The interface, in one tour

Top bar

The top bar contains every primary tab in the app.

TabDescription
DashboardMission Control, timeline, stream, floor, commands, live queues, runtime signals, and telemetry snapshots
AutonomyDoctor checks, benchmarks, agent self-improvement, runtimes, routines, budgets, approvals, artifacts, memory, and operator access
OrgOrg chart visualization and employee structure
ProjectsProject cards, goals, linked tickets, target dates, schedule calendar, and progress tracking
TicketsKanban board, ticket detail, due dates, participants, attachments, comments, and ticket-thread discussion
MeetingsMeeting history and the “Call Meeting” action
ChatDirect conversations, the thread roster, ticket-thread previews, agent conversations, and Copilot transcripts
FilesFile vault with search, integrity checks, ticket attachments, and agent-created deliverables
TelemetryUsage stats, cost analysis, provider breakdown
AuditAppend-only event log with filters and export
SettingsProviders, runtime strategy, privacy, backup, updates, extensions, memory, and portability

Sidenav

The left sidenav shows:

  • Company switcher: switch between multiple AI organizations.
  • Employee list: quick access to chat with any employee.
  • Threads: open the communication roster without leaving your current work context.
  • Autonomy: jump to the operator control plane.
  • User Guide: role-based onboarding and deep links into live setup surfaces.
  • Status indicators: agent activity at a glance.

Dashboard subviews

The Dashboard has five views accessible via subtabs:

  • Mission Control: operations-first view of runs, queues, commands, autonomy posture, and telemetry.
  • Timeline: chronological event feed.
  • Stream: raw LLM output from all agents.
  • Floor: grid layout of employee activity.
  • Commands: recent command-palette operations.

Your first generated file

Once providers are configured and an employee has execution tools enabled, you can ask that employee to create a concrete file deliverable from chat or a ticket.
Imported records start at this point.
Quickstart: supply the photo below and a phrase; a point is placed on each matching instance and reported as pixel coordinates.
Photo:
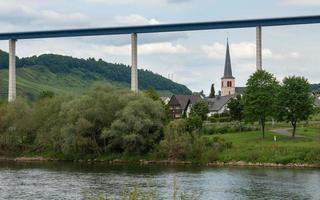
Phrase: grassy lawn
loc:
(250, 147)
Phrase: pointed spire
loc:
(227, 66)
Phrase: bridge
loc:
(135, 30)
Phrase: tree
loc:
(294, 101)
(138, 127)
(212, 92)
(260, 97)
(152, 93)
(235, 107)
(177, 140)
(46, 94)
(200, 109)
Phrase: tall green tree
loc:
(295, 102)
(152, 93)
(212, 92)
(235, 107)
(260, 97)
(200, 109)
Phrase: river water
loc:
(81, 181)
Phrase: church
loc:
(218, 103)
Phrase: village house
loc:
(218, 104)
(181, 105)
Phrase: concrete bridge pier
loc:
(134, 60)
(259, 47)
(12, 70)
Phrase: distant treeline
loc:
(114, 72)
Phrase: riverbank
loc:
(247, 149)
(169, 163)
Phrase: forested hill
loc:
(62, 73)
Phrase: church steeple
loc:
(227, 65)
(227, 81)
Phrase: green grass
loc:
(33, 80)
(250, 147)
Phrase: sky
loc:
(195, 59)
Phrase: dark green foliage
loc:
(200, 109)
(138, 127)
(194, 122)
(104, 119)
(177, 140)
(235, 107)
(260, 97)
(152, 93)
(223, 117)
(56, 72)
(179, 143)
(294, 101)
(212, 92)
(46, 94)
(222, 128)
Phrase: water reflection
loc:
(72, 181)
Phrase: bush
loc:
(221, 128)
(177, 140)
(105, 119)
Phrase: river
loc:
(60, 180)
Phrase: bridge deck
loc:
(247, 23)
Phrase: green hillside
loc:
(64, 74)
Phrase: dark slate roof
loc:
(215, 104)
(240, 90)
(227, 65)
(184, 99)
(317, 100)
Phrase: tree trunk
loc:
(294, 124)
(262, 127)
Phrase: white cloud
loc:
(141, 2)
(146, 49)
(242, 50)
(302, 2)
(24, 16)
(133, 19)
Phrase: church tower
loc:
(227, 81)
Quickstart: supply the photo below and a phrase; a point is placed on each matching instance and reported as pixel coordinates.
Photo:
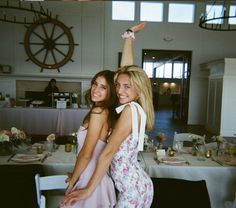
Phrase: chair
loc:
(18, 185)
(43, 183)
(173, 192)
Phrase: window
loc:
(181, 13)
(232, 12)
(123, 10)
(214, 11)
(150, 11)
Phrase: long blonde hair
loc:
(142, 84)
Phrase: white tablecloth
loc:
(221, 180)
(42, 121)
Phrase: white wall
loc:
(99, 40)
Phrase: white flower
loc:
(4, 138)
(219, 139)
(14, 130)
(51, 137)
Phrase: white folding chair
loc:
(43, 183)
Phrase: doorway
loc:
(169, 71)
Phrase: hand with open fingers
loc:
(138, 27)
(73, 197)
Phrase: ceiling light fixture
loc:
(218, 17)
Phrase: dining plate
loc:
(173, 161)
(24, 158)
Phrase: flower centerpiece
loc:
(12, 140)
(160, 138)
(219, 140)
(50, 142)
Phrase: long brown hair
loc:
(111, 100)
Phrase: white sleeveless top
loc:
(135, 108)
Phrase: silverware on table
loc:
(8, 160)
(44, 158)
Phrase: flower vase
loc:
(5, 149)
(159, 145)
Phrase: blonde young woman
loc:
(92, 138)
(133, 89)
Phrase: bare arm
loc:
(119, 134)
(127, 57)
(96, 123)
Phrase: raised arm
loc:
(127, 57)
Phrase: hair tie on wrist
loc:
(128, 34)
(129, 30)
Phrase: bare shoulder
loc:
(99, 110)
(126, 113)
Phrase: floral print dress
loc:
(133, 183)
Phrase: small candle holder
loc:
(68, 147)
(208, 153)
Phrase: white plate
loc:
(173, 161)
(26, 158)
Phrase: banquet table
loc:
(220, 180)
(42, 121)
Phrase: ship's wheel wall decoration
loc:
(49, 43)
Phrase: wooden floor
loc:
(168, 124)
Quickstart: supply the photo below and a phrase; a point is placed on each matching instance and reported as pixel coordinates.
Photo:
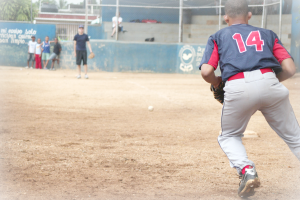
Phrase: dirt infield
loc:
(63, 138)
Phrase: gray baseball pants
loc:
(243, 97)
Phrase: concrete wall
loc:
(14, 38)
(138, 57)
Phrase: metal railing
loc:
(260, 7)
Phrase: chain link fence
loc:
(164, 21)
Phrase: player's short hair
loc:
(235, 8)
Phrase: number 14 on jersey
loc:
(253, 39)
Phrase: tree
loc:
(17, 10)
(45, 1)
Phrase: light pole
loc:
(31, 11)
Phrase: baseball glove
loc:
(218, 92)
(91, 56)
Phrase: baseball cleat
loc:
(249, 182)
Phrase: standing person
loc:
(217, 3)
(55, 55)
(31, 50)
(253, 61)
(80, 41)
(116, 20)
(287, 7)
(46, 52)
(38, 54)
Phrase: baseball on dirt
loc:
(150, 108)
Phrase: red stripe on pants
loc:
(38, 62)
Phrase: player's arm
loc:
(209, 63)
(288, 69)
(89, 45)
(285, 59)
(208, 74)
(75, 47)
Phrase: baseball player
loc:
(80, 41)
(253, 62)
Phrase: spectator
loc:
(46, 52)
(80, 41)
(287, 7)
(55, 55)
(31, 50)
(217, 3)
(117, 20)
(38, 54)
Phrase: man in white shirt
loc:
(31, 50)
(116, 20)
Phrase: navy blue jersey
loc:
(81, 41)
(243, 48)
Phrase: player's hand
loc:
(217, 82)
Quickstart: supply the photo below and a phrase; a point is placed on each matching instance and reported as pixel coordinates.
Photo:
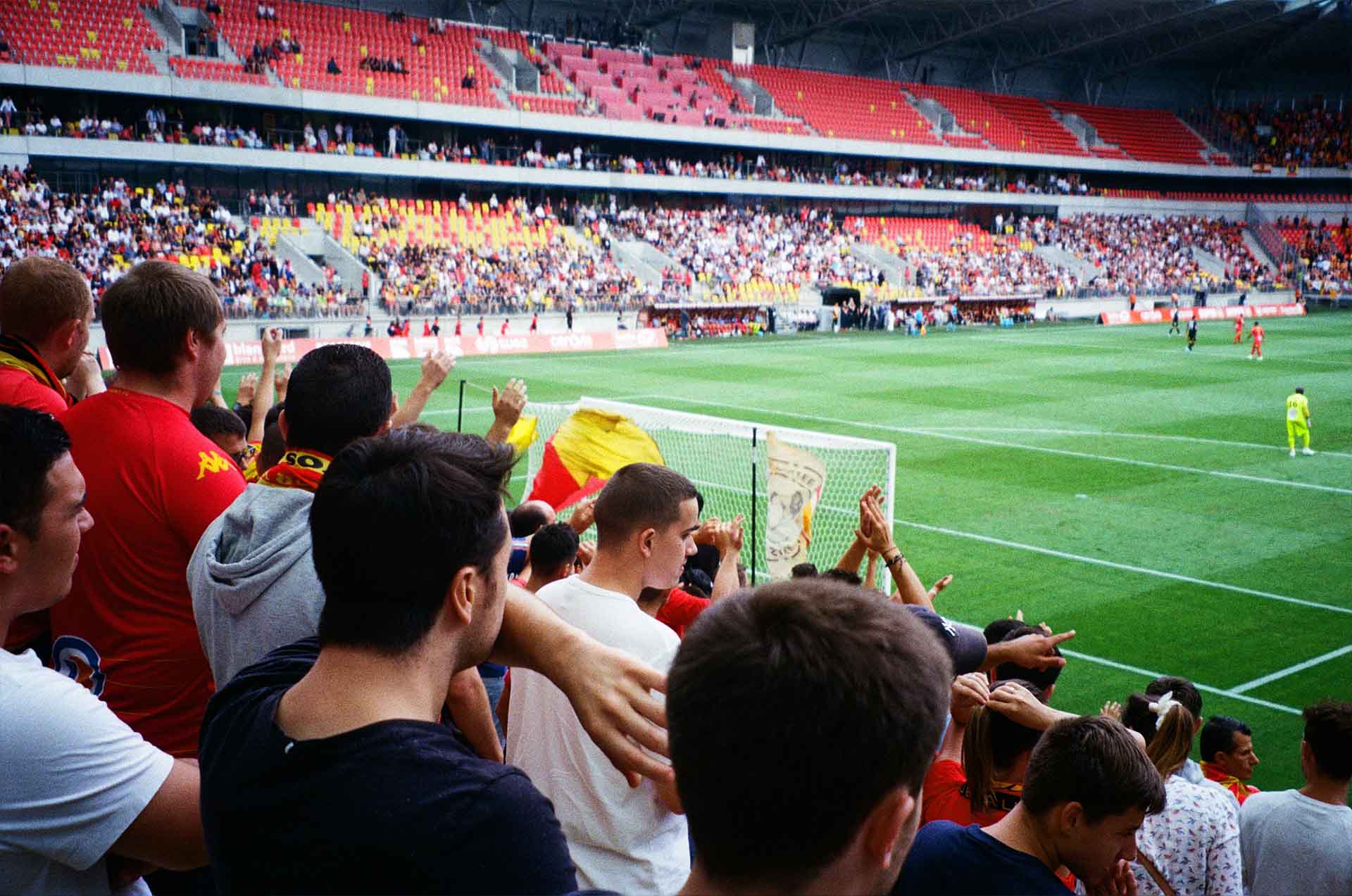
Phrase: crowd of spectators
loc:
(568, 270)
(107, 232)
(1310, 137)
(279, 626)
(1325, 252)
(1147, 254)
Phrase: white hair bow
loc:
(1162, 707)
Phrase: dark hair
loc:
(337, 393)
(843, 576)
(151, 310)
(993, 741)
(38, 295)
(213, 421)
(434, 496)
(1182, 690)
(1168, 738)
(30, 445)
(1218, 736)
(1096, 762)
(553, 546)
(997, 630)
(1044, 679)
(794, 709)
(1328, 730)
(273, 448)
(640, 496)
(526, 518)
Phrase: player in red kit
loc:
(154, 484)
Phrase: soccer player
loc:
(1298, 421)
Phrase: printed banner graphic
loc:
(795, 487)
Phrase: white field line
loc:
(1118, 436)
(1014, 445)
(1147, 674)
(1291, 671)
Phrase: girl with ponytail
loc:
(1193, 846)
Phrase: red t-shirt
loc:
(127, 631)
(680, 610)
(20, 389)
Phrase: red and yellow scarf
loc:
(18, 353)
(298, 469)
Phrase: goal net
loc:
(720, 455)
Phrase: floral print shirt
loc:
(1194, 843)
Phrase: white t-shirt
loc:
(1293, 844)
(621, 840)
(73, 778)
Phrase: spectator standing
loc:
(156, 484)
(806, 660)
(1086, 793)
(1228, 756)
(1193, 846)
(326, 766)
(45, 315)
(85, 800)
(1297, 841)
(627, 840)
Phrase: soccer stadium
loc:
(946, 352)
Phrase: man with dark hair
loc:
(45, 314)
(154, 487)
(326, 766)
(806, 660)
(621, 838)
(223, 427)
(1086, 791)
(1297, 841)
(1228, 755)
(553, 550)
(83, 794)
(1043, 677)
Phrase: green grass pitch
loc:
(1099, 479)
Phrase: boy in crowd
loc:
(326, 765)
(806, 660)
(621, 838)
(87, 804)
(1086, 791)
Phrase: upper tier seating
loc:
(108, 35)
(1148, 135)
(844, 106)
(436, 68)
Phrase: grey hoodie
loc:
(254, 579)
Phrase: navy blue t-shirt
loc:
(394, 807)
(964, 862)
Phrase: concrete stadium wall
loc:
(173, 88)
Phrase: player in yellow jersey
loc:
(1298, 419)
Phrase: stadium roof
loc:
(1099, 38)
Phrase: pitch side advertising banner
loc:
(403, 348)
(1222, 313)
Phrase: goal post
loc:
(721, 456)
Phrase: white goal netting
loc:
(718, 455)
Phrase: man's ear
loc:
(461, 596)
(645, 540)
(11, 550)
(884, 826)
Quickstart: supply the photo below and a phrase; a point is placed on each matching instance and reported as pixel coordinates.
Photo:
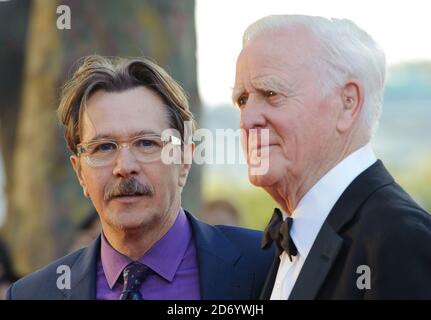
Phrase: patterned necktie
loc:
(134, 274)
(278, 231)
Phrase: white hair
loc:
(348, 52)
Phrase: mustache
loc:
(128, 187)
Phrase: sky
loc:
(402, 28)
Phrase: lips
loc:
(127, 198)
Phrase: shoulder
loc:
(248, 238)
(390, 208)
(41, 284)
(248, 241)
Team-X supports:

  • Text deliverables: .txt, .md, .csv, .json, .html
  • Office deliverables: .docx, .xlsx, .pptx
  • Legacy Office wording: .doc, .xls, and .ppt requests are produced as modern .docx, .xlsx, and .pptx files

Generated files are written inside the employee workspace. When vault storage is available, Team-X also copies the file into Files, tags it as agent-created, records SHA256 metadata, and adds artifact provenance under Autonomy > Artifacts.